Looking at ESXi alternatives....architecture questions

bishoptf

New Member
Jun 7, 2025
2
0
1
I know this is a pretty common theme these days with Broadcom just, well being who they are and wanting to plunder their user base. I support some very small companies, mostly non profits and VMware had a very generous pricing which was basically education that was really cheap for essentials, not essentials plus just essentials. But that is no more and the standard pricing from Broadcom well its a lot more expensive and not perpetual so looking at alternatives. Funny but all the alternatives including proxmox paid subscription is way more than the old VMware pricing.

Some background, will try to keep this short, I'm a linux guy for some time, so I understand what is being offered with prox but also looking at xcp-ng and some other options. I originally went with VMware because of cost and the if I get hit by a bus it would be easy for someone to come into and support. Currently we have 2 hosts running various OS, windows server and linux for the most part. Since we have essential we do not have vmotion but we have veeam that we use to replicate between hosts, basically each host replicates to the alternative host and then does nightly backups. Each host is in a different closet and each server has dual power supplies, and ups. For critical services like domain controllers, dhcp, dns etc, each host has a running server so most services are redundant if one closest goes down. We have one file share that is not duplicated and that is something that I would want to be able to bring up on the other host if needed. Both hosts are running raid1 for the OS (ESXi) and raid one for the storage, currently hardware raid but that can be changed to jbod if needed, but basically each host has local storage.

I have proxmox running in my lab and seems straight forward for the most part except for the cluster side of things. I understand that you need at least 3 nodes for a quorum or 2 hosts plus a qdevice. I already have a vm hosted on my nas configured as a qdevice but here is my main question. I do not need HA capabilities, again most of my services are already redundant but I would prefer to have a single pane of glass to manage both hosts. From reading I understand that you do not want 2 devices to go down but not sure if that is an issue if you are not running HA for the cluster.

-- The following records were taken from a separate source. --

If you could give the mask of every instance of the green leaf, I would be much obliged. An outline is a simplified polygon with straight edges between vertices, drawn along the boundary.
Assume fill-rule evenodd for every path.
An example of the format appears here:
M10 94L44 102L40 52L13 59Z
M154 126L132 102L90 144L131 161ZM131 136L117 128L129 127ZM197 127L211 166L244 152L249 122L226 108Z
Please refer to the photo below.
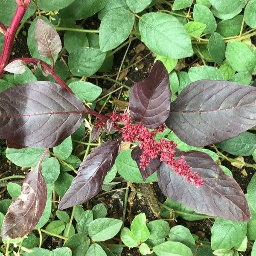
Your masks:
M247 64L252 55L247 44L241 42L229 42L226 49L226 58L229 64L238 72L248 71Z
M160 12L144 14L139 21L142 41L152 52L171 58L193 55L189 36L174 17Z
M241 244L247 231L247 222L218 218L211 229L212 249L231 249Z
M197 21L189 21L184 25L185 29L189 35L200 37L206 28L206 25Z
M253 29L256 28L256 0L249 1L244 9L244 21Z
M126 39L134 22L134 16L129 11L115 9L109 12L99 26L99 45L104 52L111 50Z
M131 224L131 231L140 241L144 242L149 237L149 230L146 225L146 215L142 212L135 216Z
M74 177L70 174L61 172L58 179L55 182L55 188L57 194L61 197L63 197L71 185Z
M256 149L256 135L248 131L217 144L221 149L235 156L252 155Z
M189 230L181 225L177 225L171 229L169 237L171 241L180 242L191 250L195 247L195 243Z
M42 164L42 174L47 184L53 185L60 174L60 164L55 157L50 157Z
M60 10L58 16L61 19L86 19L104 8L108 0L75 0Z
M89 226L89 235L94 241L105 241L113 238L120 230L122 222L108 218L93 221Z
M189 71L189 77L192 82L204 79L224 80L224 76L221 70L214 67L199 66L193 67Z
M211 34L216 30L217 23L212 13L209 8L201 4L196 3L194 6L193 17L195 21L206 25L204 31L206 34Z
M193 256L191 250L179 242L166 242L155 246L153 250L157 256Z
M68 56L68 64L74 76L87 76L93 75L101 67L106 53L99 49L82 47L76 49Z
M66 224L63 221L53 221L48 225L45 230L56 235L59 235L65 229L65 227Z
M79 233L88 235L89 226L93 221L93 212L87 210L83 212L79 217L76 223L76 229Z
M222 72L224 75L225 80L228 80L233 76L235 75L236 71L234 70L228 64L227 60L225 60L219 68L219 70Z
M15 0L1 0L0 1L0 20L6 26L9 26L17 8ZM22 21L27 20L35 11L33 3L29 6Z
M246 71L245 72L238 72L234 76L232 76L229 79L231 82L234 82L240 84L249 85L252 81L252 76L250 74Z
M235 36L239 35L243 17L242 15L238 15L232 19L219 22L217 25L217 32L224 37Z
M154 247L165 242L165 237L168 236L170 227L167 221L163 220L156 220L147 224L150 235L145 242L150 246Z
M88 249L85 256L107 256L104 250L100 245L97 244L93 244Z
M83 28L79 26L76 28L82 29ZM69 53L76 49L88 47L86 34L77 31L66 31L64 35L64 46Z
M143 255L150 254L150 249L148 246L145 243L143 243L140 244L139 248L139 250Z
M247 0L209 0L212 6L221 13L232 13L241 10L246 4Z
M65 211L60 211L58 210L56 211L56 215L60 220L67 223L69 221L69 215Z
M216 256L233 256L234 251L229 249L220 249L214 251L212 253Z
M19 166L23 167L32 167L35 166L38 163L44 148L38 148L28 147L20 149L9 148L6 150L6 157ZM49 153L46 157L49 157Z
M84 256L90 246L90 241L84 234L76 234L71 236L64 244L71 249L72 256Z
M140 243L140 241L127 227L125 227L121 233L121 239L123 243L128 246L133 248L136 247Z
M157 55L155 59L155 61L158 60L161 61L163 62L169 73L173 70L178 63L177 59L167 58L160 55Z
M108 0L106 6L98 13L98 17L102 20L109 12L115 9L128 9L125 0Z
M105 218L108 213L107 208L103 204L96 204L92 209L92 211L94 220L101 218Z
M67 159L71 154L73 149L71 136L69 136L58 146L53 148L53 153L62 160Z
M37 4L41 10L54 11L63 9L69 5L75 0L37 0Z
M21 186L16 183L9 182L7 184L7 191L13 199L17 198L20 195Z
M137 13L145 9L152 0L125 0L125 1L130 9Z
M172 10L177 11L191 6L193 0L175 0L172 6Z
M138 183L143 183L142 176L136 162L131 156L131 149L121 151L116 159L116 165L120 175L126 180ZM145 182L156 181L157 180L156 172L151 175Z
M208 43L208 51L212 59L221 65L225 58L226 46L222 37L218 33L212 34Z
M100 87L84 81L73 82L68 86L81 101L85 100L88 102L95 100L102 91Z

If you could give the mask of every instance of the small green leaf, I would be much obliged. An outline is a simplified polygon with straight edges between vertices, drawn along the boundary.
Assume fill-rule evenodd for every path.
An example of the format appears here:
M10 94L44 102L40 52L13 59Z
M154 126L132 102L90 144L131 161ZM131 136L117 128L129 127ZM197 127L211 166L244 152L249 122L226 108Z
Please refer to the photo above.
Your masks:
M166 242L155 246L153 250L157 256L193 256L191 250L179 242Z
M197 21L189 21L184 25L184 27L189 35L200 37L206 28L206 25Z
M172 6L172 10L177 11L191 6L193 0L175 0Z
M126 227L124 227L122 230L121 239L125 245L131 248L136 247L140 243L140 241Z
M247 231L247 222L217 218L211 229L212 249L231 249L240 244Z
M65 229L65 227L66 224L63 221L53 221L48 225L45 230L56 235L59 235Z
M74 76L87 76L98 71L104 61L106 53L99 49L82 47L71 52L68 64Z
M102 89L89 82L77 81L70 84L69 87L81 100L92 102L101 94Z
M12 198L17 198L20 195L21 186L16 183L9 182L7 184L7 191Z
M171 229L169 237L171 241L180 242L191 250L195 247L195 243L189 230L181 225L177 225Z
M189 36L178 20L172 15L146 13L140 19L139 29L142 41L157 54L175 58L193 55Z
M169 73L173 70L178 63L177 59L167 58L160 55L157 56L157 58L155 59L155 61L157 60L161 61L163 62Z
M134 22L134 16L129 11L115 9L108 12L99 26L99 45L104 52L111 50L126 39Z
M215 18L209 9L204 5L196 3L194 6L193 17L195 21L206 25L204 33L211 34L216 30L217 23Z
M94 241L105 241L113 238L120 230L122 222L108 218L93 221L89 226L89 235Z
M76 223L78 232L87 235L89 226L93 220L92 211L87 210L83 212L79 217Z
M67 223L69 221L69 215L65 211L58 210L56 211L56 215L59 220L64 222Z
M107 208L103 204L96 204L92 209L92 211L94 220L100 218L105 218L108 213Z
M238 72L247 71L247 63L252 55L252 50L241 42L229 42L226 49L226 58L232 68Z
M67 159L72 153L73 145L71 136L69 136L58 145L53 148L53 153L60 159Z
M149 230L146 225L145 213L142 212L135 216L131 224L131 231L140 241L144 242L149 237Z
M225 57L226 46L222 37L218 33L212 34L208 43L208 49L212 59L221 65Z

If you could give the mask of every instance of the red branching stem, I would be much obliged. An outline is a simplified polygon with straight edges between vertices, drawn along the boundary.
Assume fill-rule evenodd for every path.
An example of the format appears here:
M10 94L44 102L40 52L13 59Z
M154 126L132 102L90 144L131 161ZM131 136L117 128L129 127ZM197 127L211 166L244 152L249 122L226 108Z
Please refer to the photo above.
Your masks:
M4 25L3 25L3 23L2 23L2 22L1 22L0 21L0 29L1 29L3 30L3 35L5 35L6 34L6 32L7 31L7 29L6 29L6 26L4 26Z
M3 72L3 69L9 61L16 31L29 5L30 1L31 0L26 0L26 1L22 1L20 0L19 2L20 4L18 4L18 7L11 24L9 27L6 29L5 33L4 42L0 57L0 77ZM4 27L5 28L5 26ZM2 26L1 28L3 29Z

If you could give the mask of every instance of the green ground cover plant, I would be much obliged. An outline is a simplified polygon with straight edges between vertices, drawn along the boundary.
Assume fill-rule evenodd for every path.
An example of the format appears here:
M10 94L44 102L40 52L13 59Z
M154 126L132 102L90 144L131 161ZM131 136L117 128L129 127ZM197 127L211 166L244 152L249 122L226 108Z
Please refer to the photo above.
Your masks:
M0 0L1 152L26 175L0 174L1 253L256 255L256 14L255 0ZM21 34L29 54L13 58ZM154 59L130 86L136 42ZM253 170L247 189L227 162ZM96 200L123 189L120 218ZM136 195L151 212L131 216ZM202 220L206 236L184 224Z

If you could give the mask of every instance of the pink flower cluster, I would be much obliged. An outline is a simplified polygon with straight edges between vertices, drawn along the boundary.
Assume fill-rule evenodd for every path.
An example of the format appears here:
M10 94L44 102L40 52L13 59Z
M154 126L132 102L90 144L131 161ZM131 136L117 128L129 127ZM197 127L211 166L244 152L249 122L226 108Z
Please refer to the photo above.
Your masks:
M118 114L113 112L111 119L114 122L121 122L124 125L122 139L125 141L140 143L140 148L144 150L140 156L140 168L144 169L148 165L151 159L159 157L161 161L172 166L175 173L184 177L188 183L198 186L203 185L202 178L197 172L192 172L191 167L186 164L183 156L177 160L175 159L177 147L175 142L163 138L158 142L156 141L155 135L163 131L165 128L164 125L149 131L140 123L133 124L131 117L127 113Z

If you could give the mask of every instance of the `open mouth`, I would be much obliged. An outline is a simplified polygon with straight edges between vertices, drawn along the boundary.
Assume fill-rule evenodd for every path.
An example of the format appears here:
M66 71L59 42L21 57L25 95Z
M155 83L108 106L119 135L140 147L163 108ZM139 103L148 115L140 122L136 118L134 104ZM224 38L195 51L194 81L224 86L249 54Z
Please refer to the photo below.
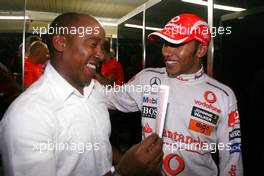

My concern and this is what I would like to know is that there are failure situations where I would lose both the qdevice and one of the hosts. Both devices are in the same rack and are served by they same power and switch, if I loose that one switch both the host and qdevice would be down. I know its unlikely to happen but we have had lightening strikes take out network switches before so I do know that while rare it can happen.

What I would like to know is if this happens would I be able to start a VM up on the remaining host if the other host and qdevice are not reachable. I have read mix posting regarding this with some referring to HA and non HA but for me this would be a non HA cluster.

Here is what I am thinking of having, 2 host cluster + 1 qdevice, both running zfs raid1 for OS and another zfs raid1 for storage named the same on both hosts. Both hosts would be added to a cluster along with a standalone qdevice without HA. I would enable zfs replication have the vm's replicate to each opposite host. I think I understand how this would work and understand having the same storage names etc but what I am not sure about is in the rare outage where both a node and qdevice are down would I be able to start up the replicated VM to make it available?

I know I can lab it up but wanted to ask and make sure I understand how it should work in this configuration. The other option would be to run 2 separate nodes with replication and then I just have to remember which vm's are on which host etc, seems like a step back from VMware but just trying to see what my options are.

Thanks :)
 
Funny but all the alternatives including proxmox paid subscription is way more than the old VMware pricing.
We had that with one customer, too.

I do not need HA capabilities, again most of my services are already redundant but I would prefer to have a single pane of glass to manage both hosts.
You may look into the Proxmox Datacenter Manager, which bridges that gap of administrating (at least two) independent PVE systems.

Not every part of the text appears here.